Arizona on the edge of a precipice


Even though it’s been a couple weeks since the midterm election, I’m can’t seem to stop wincing. Apparently I’m one of the few Arizonans to have this reaction to both the national and statewide races. My fellow citizens (who, let’s face it, were “tea party” before tea party was cool) displayed their outrage with our alleged out-of-control government by electing, and re-electing, the bunch who support such fiscally responsible classics as the anti-immigrant Senate Bill 1070, now being expensively litigated in federal appeals court. Who needs schools, firefighters, and social workers? Bring on the attorneys!

As the smoke cleared that fateful Tuesday night, there appeared to be a few small bright spots amid the ruins. Propositions 301 and 302 had been defeated by healthy margins. Proposition 301 would have authorized the state legislature to sweep the funds (approximately $125, 000,000) from a voter-approved land conservation fund. 302 authorized them to sweep over $300,000,000 from a tobacco tax-generated early childhood education fund. Legislators billed these sweeps as necessary steps to reduce the state budget deficit, said to be $825,000,000 in the hole this fiscal year and over 1 billion the next.

I don’t blame you if you think the whole business is freakishly paradoxical, protecting the environment and early childhood programs while sanctioning the very right-wing firebrands who proposed the sweeps. Here in the Grand Canyon state, strict consistency is not one of our strong points. Still, it appeared at first glance that voters touchingly care enough about our state lands and little kids to keep lawmakers’ hands off them even in the face of inevitable, drastic cuts to education, public safety, and social services.

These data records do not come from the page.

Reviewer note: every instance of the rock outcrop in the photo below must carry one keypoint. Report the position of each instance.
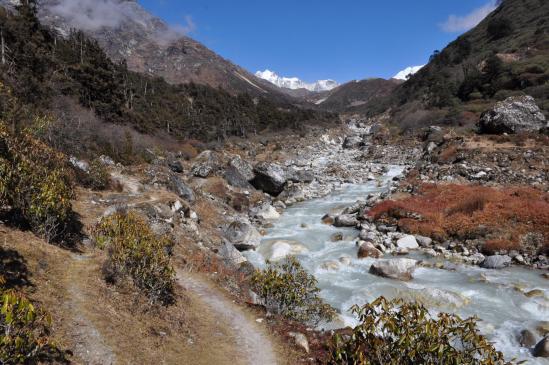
(513, 115)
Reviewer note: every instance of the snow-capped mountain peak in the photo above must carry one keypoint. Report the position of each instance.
(295, 83)
(407, 72)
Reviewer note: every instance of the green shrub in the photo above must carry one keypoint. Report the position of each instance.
(35, 182)
(24, 332)
(287, 289)
(399, 333)
(134, 251)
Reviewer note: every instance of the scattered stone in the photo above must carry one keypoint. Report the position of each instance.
(527, 338)
(180, 188)
(338, 236)
(300, 340)
(542, 348)
(367, 249)
(424, 241)
(398, 269)
(407, 242)
(242, 235)
(535, 293)
(243, 167)
(346, 220)
(496, 262)
(513, 115)
(230, 254)
(175, 166)
(270, 178)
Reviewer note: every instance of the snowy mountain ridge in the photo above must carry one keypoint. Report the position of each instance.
(295, 83)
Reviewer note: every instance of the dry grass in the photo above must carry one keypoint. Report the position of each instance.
(502, 216)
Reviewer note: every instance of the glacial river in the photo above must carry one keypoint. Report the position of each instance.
(495, 296)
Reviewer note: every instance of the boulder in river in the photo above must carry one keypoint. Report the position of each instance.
(367, 249)
(398, 269)
(496, 262)
(542, 348)
(270, 178)
(527, 339)
(346, 220)
(242, 235)
(513, 115)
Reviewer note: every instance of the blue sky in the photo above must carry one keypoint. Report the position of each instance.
(342, 40)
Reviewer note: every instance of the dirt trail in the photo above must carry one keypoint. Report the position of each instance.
(89, 344)
(252, 342)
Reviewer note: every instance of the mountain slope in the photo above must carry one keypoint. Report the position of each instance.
(506, 54)
(127, 32)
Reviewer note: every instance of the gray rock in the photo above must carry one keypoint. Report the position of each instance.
(513, 115)
(398, 269)
(300, 176)
(407, 242)
(180, 188)
(424, 241)
(175, 166)
(270, 178)
(353, 142)
(346, 220)
(242, 235)
(496, 262)
(367, 249)
(243, 167)
(202, 170)
(300, 340)
(236, 179)
(542, 348)
(527, 338)
(230, 254)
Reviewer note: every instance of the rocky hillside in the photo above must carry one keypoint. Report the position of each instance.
(505, 55)
(128, 32)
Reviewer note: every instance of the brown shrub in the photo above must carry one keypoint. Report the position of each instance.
(466, 211)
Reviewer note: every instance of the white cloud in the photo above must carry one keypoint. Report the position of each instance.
(457, 23)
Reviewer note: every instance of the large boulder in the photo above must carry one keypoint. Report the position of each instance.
(409, 242)
(180, 188)
(270, 178)
(243, 167)
(346, 220)
(353, 142)
(513, 115)
(236, 179)
(496, 262)
(367, 249)
(242, 235)
(542, 348)
(398, 269)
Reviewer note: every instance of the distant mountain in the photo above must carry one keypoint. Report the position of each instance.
(128, 32)
(357, 96)
(407, 72)
(294, 83)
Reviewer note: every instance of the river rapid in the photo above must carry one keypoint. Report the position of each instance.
(495, 296)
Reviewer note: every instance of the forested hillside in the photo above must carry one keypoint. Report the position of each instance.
(72, 75)
(506, 54)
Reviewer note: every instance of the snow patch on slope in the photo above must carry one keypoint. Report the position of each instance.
(295, 83)
(407, 72)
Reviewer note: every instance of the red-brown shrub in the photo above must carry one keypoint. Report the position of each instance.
(466, 211)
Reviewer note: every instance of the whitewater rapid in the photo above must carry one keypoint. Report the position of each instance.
(495, 296)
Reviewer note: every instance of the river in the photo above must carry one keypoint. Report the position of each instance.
(495, 296)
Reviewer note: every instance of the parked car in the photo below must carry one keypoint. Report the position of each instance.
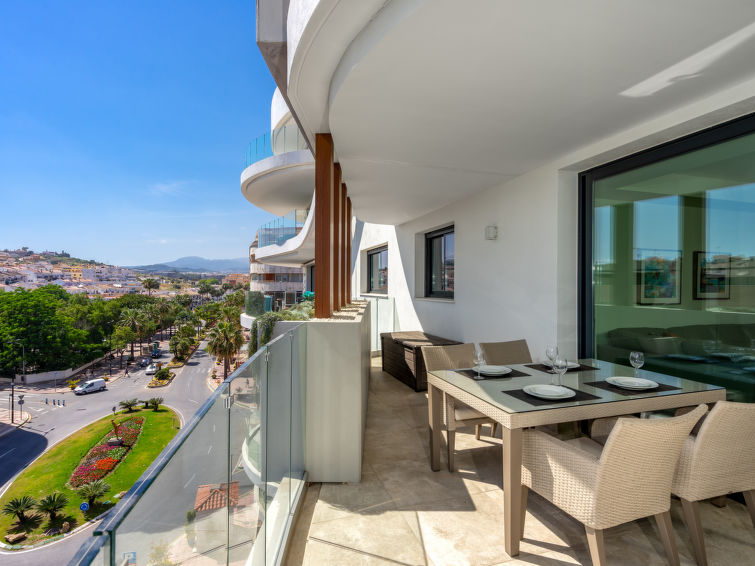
(90, 386)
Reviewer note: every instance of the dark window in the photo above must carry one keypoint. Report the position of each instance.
(439, 272)
(377, 270)
(667, 253)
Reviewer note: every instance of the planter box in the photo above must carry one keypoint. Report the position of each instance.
(402, 356)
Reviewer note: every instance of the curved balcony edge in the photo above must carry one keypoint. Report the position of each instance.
(280, 183)
(297, 251)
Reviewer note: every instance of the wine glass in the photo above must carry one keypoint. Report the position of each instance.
(637, 359)
(551, 352)
(479, 360)
(559, 366)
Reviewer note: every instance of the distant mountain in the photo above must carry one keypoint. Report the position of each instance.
(195, 264)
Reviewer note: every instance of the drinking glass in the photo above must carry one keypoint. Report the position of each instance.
(637, 359)
(479, 360)
(559, 367)
(551, 352)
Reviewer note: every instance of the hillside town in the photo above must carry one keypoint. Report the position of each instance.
(26, 269)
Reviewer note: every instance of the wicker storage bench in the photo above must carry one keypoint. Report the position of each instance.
(402, 357)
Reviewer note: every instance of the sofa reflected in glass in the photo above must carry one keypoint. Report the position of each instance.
(719, 354)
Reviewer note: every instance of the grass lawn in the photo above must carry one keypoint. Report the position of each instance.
(54, 468)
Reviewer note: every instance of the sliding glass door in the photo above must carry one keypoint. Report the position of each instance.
(669, 255)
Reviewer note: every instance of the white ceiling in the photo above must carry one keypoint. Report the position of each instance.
(435, 103)
(281, 183)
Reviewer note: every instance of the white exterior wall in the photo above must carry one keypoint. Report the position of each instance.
(524, 284)
(505, 289)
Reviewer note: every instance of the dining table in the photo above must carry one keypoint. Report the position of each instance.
(503, 400)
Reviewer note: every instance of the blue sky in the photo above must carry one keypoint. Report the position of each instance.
(123, 127)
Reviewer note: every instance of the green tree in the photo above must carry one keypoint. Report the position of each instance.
(204, 287)
(52, 504)
(18, 506)
(150, 285)
(91, 491)
(130, 318)
(122, 336)
(224, 340)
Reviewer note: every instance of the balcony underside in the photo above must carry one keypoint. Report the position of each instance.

At second glance, however, that assessment gets cloudier. Speculating about the future is risky, but it appears that some among the spurned sponsors of the two propositions (the legislature itself) view the defeat as an invitation to slaughter other vital state expenditures – already severely weakened by previous years’ cuts -- that might directly or indirectly benefit those open spaces and children. For example, Arizona Republic columnist and blogger E. J. Montini reported that newly appointed Senate President Russell Pearce (yes, he of 1070 authorship) wants not only to cut state funds for indigent health care, but even to refuse federal funds for that purpose. “Church, community, families got to [sic] provide,” Montini reported him saying. Never mind that those churches, communities, and families are tapped out, too; it’s the principle!

So there we stand, on the edge of a precipice. We may be able to preserve some of our mountains and deserts for awhile longer (at least the housing crisis has held back pressure from developers on that score) and fund a few early-childhood programs, but at what cost? If we can’t protect or educate our most vulnerable citizens, will they ever be able to enjoy a hike through a desert preserve? Stay tuned. The worst is yet to come.

Jackie Wheeler teaches writing and environmental rhetoric at Arizona State University, where she is also the Associate Director of Writing Programs. Outside academia, she’s an avid rafter, kayaker, and horsewoman who also attempts to garden. When possible, she escapes the Phoenix metro area for an undisclosed location in Southeastern Utah.